May 18, 2015 at 5:00 PM Post #9 of 12
I think the only time you need to be concerned about things like this is when every microsecond counts like when recording and mixing audio processed with real-time effects. The higher bit-rate, sample rate does mean a reduced roundtrip for latency however at the cost of CPU usage. In the age of multicore processors this is less of an issue however not every application will automatically do this (Earlier versions of Apple Logic for example). Even modern DSP solutions, VPU (Video Processing Units) and so forth will use the CPU alas SSE extensions and other parts of the help free up resources.
 
 
Audigy/Soundblaster and some other gaming soundcards are all rounders and in some cases will colour sound. So you know that pair of Grado SR325e you bought, they aren't meant to sound different from another system. Neutrality is a founding basis for any form of audio entertainment.
 
Dec 10, 2015 at 1:35 PM Post #12 of 12
I think the only time you need to be concerned about things like this is when every microsecond counts like when recording and mixing audio processed with real-time effects. The higher bit-rate, sample rate does mean a reduced roundtrip for latency however at the cost of CPU usage. In the age of multicore processors this is less of an issue however not every application will automatically do this (Earlier versions of Apple Logic for example). Even modern DSP solutions, VPU (Video Processing Units) and so forth will use the CPU alas SSE extensions and other parts of the help free up resources.


Audigy/Soundblaster and some other gaming soundcards are all rounders and in some cases will colour sound. So you know that pair of Grado SR325e you bought, they aren't meant to sound different from another system. Neutrality is a founding basis for any form of audio entertainment.


The USB interface itself also incurs pretty heavy latency penalties due to the topological model; there's a reason FireWire was so popular for external interfaces for so many years, and why a lot of prosumer and proline gear uses PCI or PCIe add-in cards (e.g. RME, Avid). USB is generally fine for basic audio output, but if you're after real-time multi-track recording you probably want to consider another interface.
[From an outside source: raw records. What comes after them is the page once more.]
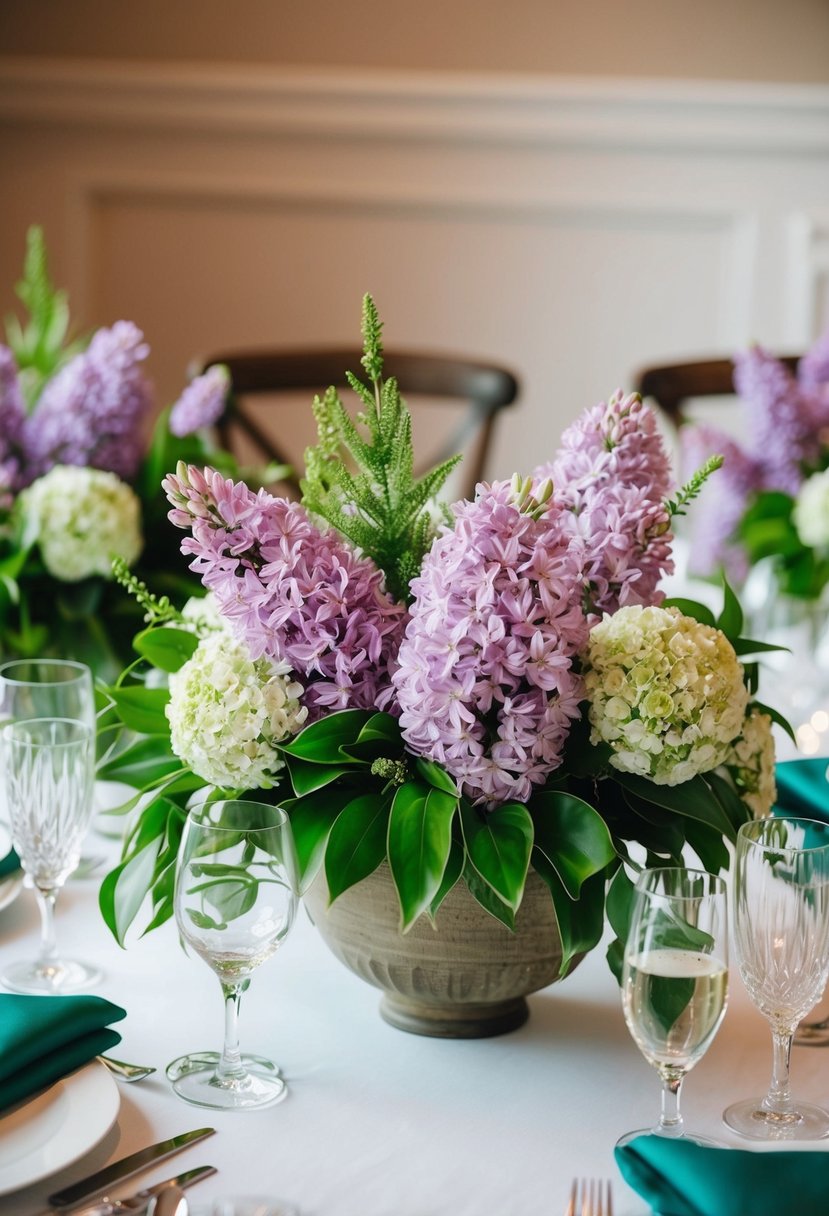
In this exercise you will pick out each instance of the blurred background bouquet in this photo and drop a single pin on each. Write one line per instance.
(80, 466)
(765, 522)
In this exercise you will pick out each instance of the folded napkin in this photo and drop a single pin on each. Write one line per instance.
(9, 863)
(802, 788)
(45, 1037)
(678, 1177)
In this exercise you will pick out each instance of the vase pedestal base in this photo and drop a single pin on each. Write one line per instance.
(462, 1020)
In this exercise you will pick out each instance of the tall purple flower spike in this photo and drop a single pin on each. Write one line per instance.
(289, 590)
(485, 680)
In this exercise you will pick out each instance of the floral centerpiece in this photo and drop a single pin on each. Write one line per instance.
(765, 521)
(472, 697)
(78, 479)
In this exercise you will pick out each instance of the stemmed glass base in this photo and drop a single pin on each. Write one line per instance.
(750, 1118)
(257, 1084)
(50, 978)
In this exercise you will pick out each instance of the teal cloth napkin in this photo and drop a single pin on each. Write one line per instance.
(45, 1037)
(683, 1178)
(802, 788)
(9, 863)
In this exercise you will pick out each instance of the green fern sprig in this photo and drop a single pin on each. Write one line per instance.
(157, 609)
(360, 476)
(39, 345)
(676, 506)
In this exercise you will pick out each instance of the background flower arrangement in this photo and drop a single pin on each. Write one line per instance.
(464, 693)
(79, 478)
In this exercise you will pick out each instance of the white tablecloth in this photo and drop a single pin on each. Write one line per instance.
(379, 1121)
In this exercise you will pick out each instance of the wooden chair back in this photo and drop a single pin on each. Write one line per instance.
(671, 386)
(472, 389)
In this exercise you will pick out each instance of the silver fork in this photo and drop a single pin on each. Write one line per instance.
(590, 1197)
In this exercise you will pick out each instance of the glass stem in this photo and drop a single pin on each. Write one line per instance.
(230, 1065)
(48, 956)
(779, 1093)
(670, 1119)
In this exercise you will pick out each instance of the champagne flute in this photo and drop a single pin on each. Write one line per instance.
(675, 977)
(782, 941)
(48, 770)
(46, 688)
(235, 902)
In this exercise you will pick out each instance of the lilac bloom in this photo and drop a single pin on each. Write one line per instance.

You mean that a PCI sound card like STX II eats less CPU than lets say Sound blaster X7?


Ehh, that's tougher to say, specifically because you chose the X7 as an example, for two reasons:

1) I've never seen conclusive documentation as to exactly what parts of the audio chain SoundCore is doing in hardware and what it passes to software, and I've never seen conclusive documentation as to variations between SoundCore on different products.

2) The STX further complicates things because its based on a C-Media chipset that does no hardware processing, but is just an I/O router. So there's no "offload" there; it's all handled in the drivers.

Ultimately I'm going to venture that the differences between them are negligible, but its plausible the X7 is actually more efficient, depending on exactly how much work SoundCore is really doing. This largely doesn't matter in a modern context, as everything on the computer's side is likely done in software from the beginning (e.g. it isn't even trying to hook hardware, regardless of whether or not the hardware is available or not (e.g. have your Audigy all you want, it isn't doing any DSP mojo)). And modern CPUs are more than powerful enough to handle this kind of workload without missing a beat - when this thread was first started in 2008 (some 7+ years ago) that was mostly true, but not as universally true as it is today.